Passive Stretch – Plantarflexion:

Passive Stretch – Plantarflexion
Passive Stretch – Plantarflexion
  1. Carefully, on your hands and knees, place the instep (the top part of your foot) on top of a foam roller behind you.
  2. A combination of rolling the foam roller away or walking your hands and body out, try to balance your weight on your instep and drop your knees towards the floor to increase the stretch (this may be the trickiest part of this stretch!). Hold 30sec, and repeat 4x.

Passive Stretch – Foot Arch

Passive Stretch – Foot Arch
Passive Stretch – Foot Arch
  1. Starting in a crouched or squat position, with your knees pointed forwards, put all the weight into the balls of your feet and lift your heels off the ground.
  2. Slowly bring your knees down in front towards the floor, ensuring that your toes and balls of the feet do not come up off the floor.
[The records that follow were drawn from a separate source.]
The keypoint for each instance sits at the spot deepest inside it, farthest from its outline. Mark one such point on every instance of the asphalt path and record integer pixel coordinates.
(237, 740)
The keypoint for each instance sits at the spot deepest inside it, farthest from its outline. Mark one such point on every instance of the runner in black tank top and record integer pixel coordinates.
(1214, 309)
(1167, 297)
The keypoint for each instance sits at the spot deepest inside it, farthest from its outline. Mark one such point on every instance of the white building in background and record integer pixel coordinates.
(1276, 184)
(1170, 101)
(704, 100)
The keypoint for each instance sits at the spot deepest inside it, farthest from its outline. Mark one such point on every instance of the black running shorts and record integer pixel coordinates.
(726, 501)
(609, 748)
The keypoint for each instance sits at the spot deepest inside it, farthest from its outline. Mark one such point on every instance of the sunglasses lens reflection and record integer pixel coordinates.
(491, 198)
You should begin to feel the stretch either in your toes of the arch of your foot. Hold for 30sec, and repeat 4x.
  3. To increase the intensity of this stretch, you can always lean your body back to increase the stretch into your quads (and eventually lie down on your back with your feet tucked underneath you).

Keep in mind these are just a few general exercises selected to start you on your toe point and stability journey. Remember, these exercises should never make you worse, and if you are unsure about your technique or having pain, discontinue and seek the advice of your physiotherapist.